Figure 2: Examples of adversarial image transformations
3. Key Findings & Results
- Model Performance:
- CLIP generally outperformed BLIP and ViLT on the Hateful Memes Challenge dataset. This was attributed to CLIP’s larger and more diverse training data and its tailored representations for multimodal classification.
- Fine-tuning significantly improved performance over zero-shot capabilities. Our fine-tuned CLIP, even without extensive architectural changes, achieved competitive results (AUC 0.774, Acc 70.7% on test-unseen) compared to earlier benchmarks.

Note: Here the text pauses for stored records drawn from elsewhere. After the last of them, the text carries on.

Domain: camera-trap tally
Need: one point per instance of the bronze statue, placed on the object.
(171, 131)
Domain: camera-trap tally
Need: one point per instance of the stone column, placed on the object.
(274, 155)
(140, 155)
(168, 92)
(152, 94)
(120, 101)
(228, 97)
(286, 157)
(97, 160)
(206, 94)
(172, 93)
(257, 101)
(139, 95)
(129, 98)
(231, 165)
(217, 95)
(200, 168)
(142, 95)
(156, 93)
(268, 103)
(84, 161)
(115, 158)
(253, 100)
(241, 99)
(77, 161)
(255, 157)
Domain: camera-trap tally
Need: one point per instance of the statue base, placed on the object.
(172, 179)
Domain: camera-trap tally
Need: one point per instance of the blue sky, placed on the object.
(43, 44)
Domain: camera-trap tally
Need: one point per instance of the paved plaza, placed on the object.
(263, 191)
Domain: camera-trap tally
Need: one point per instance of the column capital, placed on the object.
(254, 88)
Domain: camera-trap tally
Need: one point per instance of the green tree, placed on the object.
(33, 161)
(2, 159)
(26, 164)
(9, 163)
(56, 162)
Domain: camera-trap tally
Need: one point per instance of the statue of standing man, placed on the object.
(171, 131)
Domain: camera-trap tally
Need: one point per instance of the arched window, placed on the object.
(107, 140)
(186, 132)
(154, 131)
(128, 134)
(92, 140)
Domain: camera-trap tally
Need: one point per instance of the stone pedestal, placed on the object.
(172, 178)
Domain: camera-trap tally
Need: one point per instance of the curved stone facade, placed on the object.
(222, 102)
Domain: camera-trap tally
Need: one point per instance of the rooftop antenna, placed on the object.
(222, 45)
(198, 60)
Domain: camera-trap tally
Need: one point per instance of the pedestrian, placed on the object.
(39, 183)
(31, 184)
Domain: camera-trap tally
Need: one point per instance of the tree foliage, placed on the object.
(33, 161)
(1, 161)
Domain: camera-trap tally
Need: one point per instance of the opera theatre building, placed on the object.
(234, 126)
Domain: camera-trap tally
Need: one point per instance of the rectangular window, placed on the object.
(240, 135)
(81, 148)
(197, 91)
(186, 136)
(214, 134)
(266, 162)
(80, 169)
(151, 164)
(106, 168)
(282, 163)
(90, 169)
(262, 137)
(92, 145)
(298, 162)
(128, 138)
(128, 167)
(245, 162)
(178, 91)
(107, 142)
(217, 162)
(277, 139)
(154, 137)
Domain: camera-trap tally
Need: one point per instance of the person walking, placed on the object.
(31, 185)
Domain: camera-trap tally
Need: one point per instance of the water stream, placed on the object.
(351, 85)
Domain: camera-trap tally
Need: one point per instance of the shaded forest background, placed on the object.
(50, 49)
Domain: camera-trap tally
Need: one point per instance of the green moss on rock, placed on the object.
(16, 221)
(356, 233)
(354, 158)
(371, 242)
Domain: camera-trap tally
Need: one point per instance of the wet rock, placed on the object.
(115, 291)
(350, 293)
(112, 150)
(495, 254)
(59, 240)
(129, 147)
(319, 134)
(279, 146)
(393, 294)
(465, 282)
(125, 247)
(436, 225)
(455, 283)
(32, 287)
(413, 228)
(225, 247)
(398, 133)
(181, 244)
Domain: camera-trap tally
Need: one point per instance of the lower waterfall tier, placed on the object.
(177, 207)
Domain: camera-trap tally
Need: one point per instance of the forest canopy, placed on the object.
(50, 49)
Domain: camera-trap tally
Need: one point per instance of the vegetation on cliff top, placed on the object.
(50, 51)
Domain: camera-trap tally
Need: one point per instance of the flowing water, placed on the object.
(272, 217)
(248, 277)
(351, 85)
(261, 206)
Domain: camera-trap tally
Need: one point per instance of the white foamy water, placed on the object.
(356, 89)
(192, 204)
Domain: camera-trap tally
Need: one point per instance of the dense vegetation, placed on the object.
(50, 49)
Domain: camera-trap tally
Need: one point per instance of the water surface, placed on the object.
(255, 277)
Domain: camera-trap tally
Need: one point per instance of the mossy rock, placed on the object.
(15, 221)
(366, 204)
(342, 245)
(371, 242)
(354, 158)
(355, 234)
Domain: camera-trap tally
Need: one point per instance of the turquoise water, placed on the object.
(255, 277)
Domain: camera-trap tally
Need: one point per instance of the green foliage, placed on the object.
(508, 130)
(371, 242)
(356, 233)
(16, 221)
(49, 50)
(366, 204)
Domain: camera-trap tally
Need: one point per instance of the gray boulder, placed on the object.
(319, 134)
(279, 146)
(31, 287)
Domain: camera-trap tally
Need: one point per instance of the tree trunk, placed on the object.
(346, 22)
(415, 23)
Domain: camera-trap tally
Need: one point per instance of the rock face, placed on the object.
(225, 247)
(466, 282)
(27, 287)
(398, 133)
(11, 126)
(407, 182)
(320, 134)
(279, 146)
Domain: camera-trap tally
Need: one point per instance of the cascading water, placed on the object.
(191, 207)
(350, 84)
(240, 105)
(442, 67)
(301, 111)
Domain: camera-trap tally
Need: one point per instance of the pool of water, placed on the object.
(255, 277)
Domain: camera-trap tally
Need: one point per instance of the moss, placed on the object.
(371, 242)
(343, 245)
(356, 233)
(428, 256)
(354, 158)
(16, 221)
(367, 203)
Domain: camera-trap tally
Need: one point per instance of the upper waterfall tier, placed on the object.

- Architectural modifications, such as those inspired by Hate-CLIPper and our explorations with different fusion methods (e.g., batch matrix multiplication for CLIP), showed promise in further boosting performance. Our best model, based on Hate-CLIPper, achieved an AUC of 0.824 and accuracy of 75.6% on the test-unseen set.
- Adversarial Robustness:
- Models were vulnerable to adversarial attacks. Combined attacks on both image and text modalities were most effective in degrading performance (e.g., PGD + unicode replacement led to an 18.44% success rate and a 10.2% drop in AUC on the test-unseen set for the CLIP (Concat) model).
- Image modality attacks (like PGD) were generally more impactful than text-based attacks.
- Simple black-box attacks, like overlaying emojis, showed surprising effectiveness given their ease of implementation.
- Adversarial training proved beneficial, not only improving robustness (e.g., reducing combined attack success rates and mitigating AUC drops) but also slightly enhancing model performance on the original unseen datasets.
4. Challenges & Future Work
- Hardware Limitations: Access to powerful hardware for extensive model ensembling (a common technique among top challenge performers) was a constraint.
- Computational Cost of Attacks: Generating adversarial examples, especially with PGD, was computationally intensive, limiting the scope of models we could perform exhaustive adversarial evaluations on.
- Future Directions: Could include ensembling diverse modern vision-language architectures and conducting more model-specific robustness studies.
5. Conclusion
This project highlighted CLIP’s strengths in multimodal meme classification and underscored the critical need to address adversarial vulnerabilities in such systems. Our experiments demonstrated that while newer transformer-based models offer streamlined alternatives, careful fine-tuning, architectural considerations, and adversarial training are essential for robust real-world deployment in tasks like hateful content detection. My work specifically on BLIP/BLIP-2 contributed to understanding their comparative performance and the nuances of their application in this challenging domain.